KABAR PAJAJARAN – Sejumlah komoditas pangan menunjukkan pergerakan harga yang beragam pada perdagangan Minggu (7/6/2026). Harga cabai mengalami koreksi cukup dalam setelah sempat bertahan di level tinggi dalam beberapa pekan terakhir. Di sisi lain, harga bawang merah dan minyak goreng masih mencatat kenaikan.
Meski turun, harga cabai rawit merah masih berada di atas Rp 75.000 per kilogram. Komoditas ini menjadi salah satu bahan pangan dengan harga tertinggi di pasar. Sementara itu, cabai merah keriting dan cabai merah besar juga mengalami penurunan dua digit secara persentase.
Harga cabai rawit merah tercatat Rp 75.700 per kilogram atau turun 8,19 persen dibandingkan sebelumnya. Cabai merah keriting dijual Rp 61.000 per kilogram setelah terkoreksi 12,61 persen. Adapun cabai merah besar turun 11,64 persen menjadi Rp 64.550 per kilogram.
ADVERTISEMENT
SCROLL TO RESUME CONTENT
Bawang Merah dan Minyak Goreng Menguat
Berbeda dengan cabai, harga bawang merah justru bergerak naik. Kenaikan paling signifikan terjadi pada bawang merah ukuran sedang yang mencapai hampir 7 persen.
Pedagang menjual bawang merah ukuran sedang seharga Rp 54.350 per kilogram atau naik 6,99 persen.
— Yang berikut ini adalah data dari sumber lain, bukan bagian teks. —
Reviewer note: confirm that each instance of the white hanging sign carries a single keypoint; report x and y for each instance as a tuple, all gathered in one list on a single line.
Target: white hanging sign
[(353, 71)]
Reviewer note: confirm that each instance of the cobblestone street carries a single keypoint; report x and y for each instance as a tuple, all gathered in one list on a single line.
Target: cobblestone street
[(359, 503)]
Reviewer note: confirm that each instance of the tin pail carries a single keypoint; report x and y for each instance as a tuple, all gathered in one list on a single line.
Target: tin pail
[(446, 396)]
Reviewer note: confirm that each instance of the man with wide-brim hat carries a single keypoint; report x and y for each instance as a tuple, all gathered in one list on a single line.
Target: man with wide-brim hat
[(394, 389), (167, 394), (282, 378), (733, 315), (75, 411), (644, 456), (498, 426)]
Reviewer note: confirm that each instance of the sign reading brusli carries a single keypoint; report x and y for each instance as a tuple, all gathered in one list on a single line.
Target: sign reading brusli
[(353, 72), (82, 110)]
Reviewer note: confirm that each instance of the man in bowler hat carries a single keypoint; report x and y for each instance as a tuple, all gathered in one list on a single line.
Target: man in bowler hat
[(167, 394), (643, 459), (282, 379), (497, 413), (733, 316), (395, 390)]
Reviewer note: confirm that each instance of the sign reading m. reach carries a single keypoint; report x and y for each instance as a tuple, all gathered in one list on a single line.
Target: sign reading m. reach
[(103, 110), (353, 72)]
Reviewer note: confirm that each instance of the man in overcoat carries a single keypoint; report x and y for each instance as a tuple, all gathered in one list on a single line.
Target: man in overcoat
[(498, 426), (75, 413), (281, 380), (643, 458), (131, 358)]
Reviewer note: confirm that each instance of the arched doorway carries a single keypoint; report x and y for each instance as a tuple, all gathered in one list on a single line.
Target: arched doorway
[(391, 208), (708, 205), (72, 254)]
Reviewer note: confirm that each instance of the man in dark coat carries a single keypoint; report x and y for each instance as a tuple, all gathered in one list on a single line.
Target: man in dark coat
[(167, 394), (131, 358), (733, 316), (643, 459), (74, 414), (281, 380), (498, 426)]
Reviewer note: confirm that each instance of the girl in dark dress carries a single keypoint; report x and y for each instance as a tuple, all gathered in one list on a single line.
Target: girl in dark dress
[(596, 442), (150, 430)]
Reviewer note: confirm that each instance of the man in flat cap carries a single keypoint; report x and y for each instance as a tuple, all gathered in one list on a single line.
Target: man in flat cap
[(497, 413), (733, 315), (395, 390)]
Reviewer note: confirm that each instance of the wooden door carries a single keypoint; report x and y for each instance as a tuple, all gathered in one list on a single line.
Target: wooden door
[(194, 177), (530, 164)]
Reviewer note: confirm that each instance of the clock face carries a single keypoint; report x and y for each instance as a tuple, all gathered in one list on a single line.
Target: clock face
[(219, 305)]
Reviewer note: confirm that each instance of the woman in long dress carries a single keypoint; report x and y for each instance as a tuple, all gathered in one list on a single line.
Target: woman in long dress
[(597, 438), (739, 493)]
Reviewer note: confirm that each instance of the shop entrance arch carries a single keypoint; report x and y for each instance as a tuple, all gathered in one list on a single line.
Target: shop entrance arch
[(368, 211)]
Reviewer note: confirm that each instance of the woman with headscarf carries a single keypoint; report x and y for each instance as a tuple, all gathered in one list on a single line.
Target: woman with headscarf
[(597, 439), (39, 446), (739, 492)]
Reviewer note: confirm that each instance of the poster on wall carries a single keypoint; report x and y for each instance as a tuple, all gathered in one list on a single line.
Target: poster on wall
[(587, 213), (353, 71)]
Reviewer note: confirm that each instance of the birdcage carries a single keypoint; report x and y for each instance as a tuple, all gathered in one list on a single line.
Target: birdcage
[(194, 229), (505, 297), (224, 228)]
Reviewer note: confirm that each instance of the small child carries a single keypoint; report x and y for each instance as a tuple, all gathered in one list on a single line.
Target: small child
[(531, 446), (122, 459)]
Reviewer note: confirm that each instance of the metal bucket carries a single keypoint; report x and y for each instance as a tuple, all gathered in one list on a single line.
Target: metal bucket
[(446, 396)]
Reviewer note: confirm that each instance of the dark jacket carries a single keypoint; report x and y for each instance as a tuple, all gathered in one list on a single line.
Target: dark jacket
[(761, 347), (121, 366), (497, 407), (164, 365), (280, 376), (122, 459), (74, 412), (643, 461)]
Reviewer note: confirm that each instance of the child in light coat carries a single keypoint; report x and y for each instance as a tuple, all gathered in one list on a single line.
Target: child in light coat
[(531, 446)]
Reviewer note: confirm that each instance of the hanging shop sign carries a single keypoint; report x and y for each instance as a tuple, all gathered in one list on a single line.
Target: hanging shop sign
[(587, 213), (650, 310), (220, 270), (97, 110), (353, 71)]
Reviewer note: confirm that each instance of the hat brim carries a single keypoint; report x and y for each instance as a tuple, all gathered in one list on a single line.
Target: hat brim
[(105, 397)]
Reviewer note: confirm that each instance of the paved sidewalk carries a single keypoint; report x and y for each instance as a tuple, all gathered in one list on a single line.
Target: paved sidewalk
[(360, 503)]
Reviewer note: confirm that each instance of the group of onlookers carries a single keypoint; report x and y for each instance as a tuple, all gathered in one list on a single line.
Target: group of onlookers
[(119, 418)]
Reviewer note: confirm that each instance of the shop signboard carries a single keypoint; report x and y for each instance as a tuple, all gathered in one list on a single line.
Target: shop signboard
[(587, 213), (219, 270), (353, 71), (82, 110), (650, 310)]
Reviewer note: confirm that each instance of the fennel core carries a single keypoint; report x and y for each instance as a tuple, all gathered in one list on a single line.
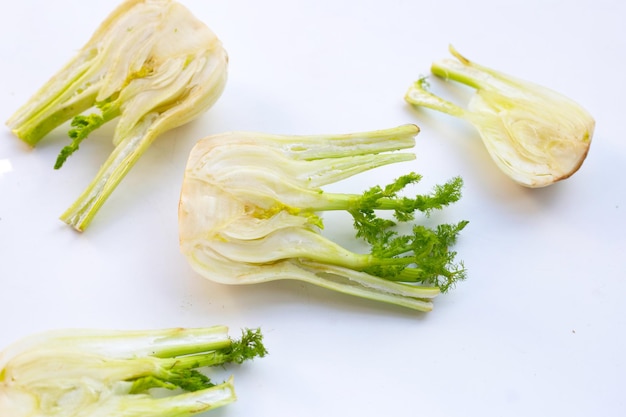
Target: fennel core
[(251, 204), (152, 66)]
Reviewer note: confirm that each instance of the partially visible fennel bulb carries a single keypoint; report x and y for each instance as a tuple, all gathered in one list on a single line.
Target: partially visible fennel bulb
[(535, 135)]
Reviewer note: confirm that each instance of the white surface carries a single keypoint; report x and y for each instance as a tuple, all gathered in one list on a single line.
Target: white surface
[(537, 329)]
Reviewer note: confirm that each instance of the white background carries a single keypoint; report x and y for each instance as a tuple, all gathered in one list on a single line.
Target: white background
[(538, 328)]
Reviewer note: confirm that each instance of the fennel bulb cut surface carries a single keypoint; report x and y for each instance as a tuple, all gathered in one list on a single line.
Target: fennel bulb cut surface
[(249, 213), (152, 66), (535, 135)]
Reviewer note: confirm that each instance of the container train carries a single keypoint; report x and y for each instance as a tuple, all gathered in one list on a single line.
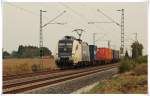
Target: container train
[(72, 52)]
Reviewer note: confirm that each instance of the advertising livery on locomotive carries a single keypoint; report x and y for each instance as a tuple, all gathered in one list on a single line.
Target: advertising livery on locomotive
[(72, 52)]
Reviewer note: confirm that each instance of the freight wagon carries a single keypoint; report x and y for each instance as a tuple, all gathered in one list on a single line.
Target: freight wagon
[(72, 52)]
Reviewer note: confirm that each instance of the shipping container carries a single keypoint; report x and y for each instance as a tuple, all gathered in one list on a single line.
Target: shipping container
[(92, 49), (104, 54), (115, 55)]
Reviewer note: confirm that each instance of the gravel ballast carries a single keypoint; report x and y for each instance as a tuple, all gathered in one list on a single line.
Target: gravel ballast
[(71, 86)]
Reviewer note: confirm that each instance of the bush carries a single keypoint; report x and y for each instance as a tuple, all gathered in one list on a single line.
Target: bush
[(126, 65), (140, 70), (141, 59)]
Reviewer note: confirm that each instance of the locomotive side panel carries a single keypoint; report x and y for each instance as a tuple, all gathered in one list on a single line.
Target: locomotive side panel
[(85, 52), (76, 52), (104, 55), (92, 50)]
Sementara itu, harga bawang putih ukuran sedang ikut meningkat 0,52 persen menjadi Rp 38.850 per kilogram.
Kenaikan juga terjadi pada kelompok minyak goreng. Harga minyak goreng curah mencapai Rp 20.700 per kilogram setelah naik 0,73 persen. Minyak goreng kemasan bermerek 1 naik menjadi Rp 24.050 per kilogram, sedangkan minyak goreng bermerek 2 berada di level Rp 23.200 per kilogram.
Harga Beras dan Gula Relatif Stabil
Pergerakan harga beras cenderung stabil dengan kenaikan tipis pada beberapa jenis. Beras kualitas super I naik 0,29 persen menjadi Rp 17.500 per kilogram. Beras kualitas bawah I juga naik 0,34 persen menjadi Rp 14.650 per kilogram.
Sementara itu, beras kualitas super II, beras medium I, beras medium II, dan beras kualitas bawah II tidak mengalami perubahan harga.
Untuk komoditas gula, harga gula pasir lokal turun tipis 0,26 persen menjadi Rp 19.100 per kilogram. Sedangkan gula pasir premium bertahan di level Rp 20.250 per kilogram.
Harga Daging dan Telur Kompak Turun
Kelompok protein hewani menunjukkan tren penurunan harga. Telur ayam ras segar dijual Rp 30.400 per kilogram atau turun 0,33 persen.
Harga daging ayam ras segar juga melemah 2,68 persen menjadi Rp 38.150 per kilogram. Sementara itu, daging sapi kualitas 1 turun 1,46 persen menjadi Rp 148.500 per kilogram dan daging sapi kualitas 2 turun 0,74 persen menjadi Rp 140.100 per kilogram.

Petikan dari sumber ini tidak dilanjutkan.